Monday, September 26, 2016

On using Taylor expansions in economics

Jo Mitchell put up a tweet about a conversation with a theoretical chemist:

I'm fairly sure that the chemist's response must have been based on little other information about macroeconomics because after immersing myself in the subject this physicist doesn't see anything wrong with keeping just linear order terms.

One possibility is that the chemist misunderstood first term to mean just the zero-order polynomial (i.e. a constant), but I will take this to mean the first non-constant term (which may in fact be the quadratic one for reasons I'll go into below). For those unfamiliar with the idea, a Taylor expansion is a polynomial approximation to a more complex function, and the 'terms' are the pieces proportional to the powers of the variable. Basically, for any smooth enough function f(x) near x = a, we can say

f(≈ a) ≈ f(a) + (df/dx|x=a) (x − a) + (1/2)(d²f/dx²|x=a) (x − a)² + ...

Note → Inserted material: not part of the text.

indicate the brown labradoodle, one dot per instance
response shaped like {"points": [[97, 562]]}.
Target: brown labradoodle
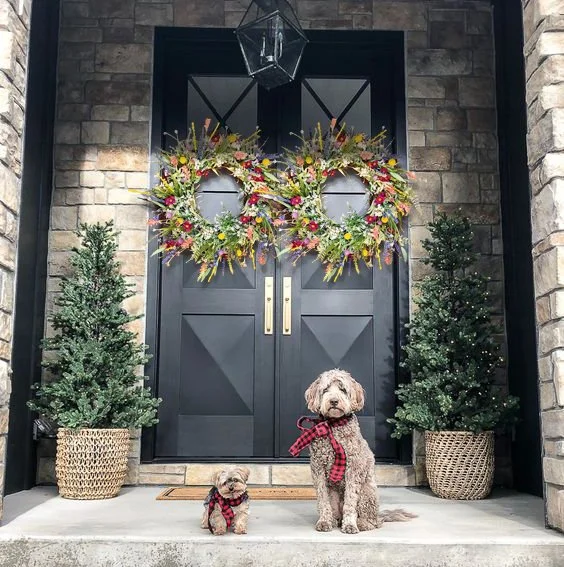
{"points": [[353, 501], [227, 502]]}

where "F|x=a" means "F evaluated at x = a". This shows the zero order, first order and second order terms. Note that the first and second derivatives are evaluated at the point a that you are approximating the function near, and can therefore be considered constants:

f(x) ≈ c₀ + c₁ (x − a) + c₂ (x − a)² + ...

At a given order, this approximation is usually only good inside a limited region where x ≈ a. Taylor expansions are used in lots of places -- and are typically useful if the variable x stays in some neighborhood of a or x itself is small. In the case where x ≈ 0, it is technically called a Maclaurin series, which I only mention in order to post my picture of Colin Maclaurin's memorial in Greyfriar's Kirkyard in Edinburgh (again).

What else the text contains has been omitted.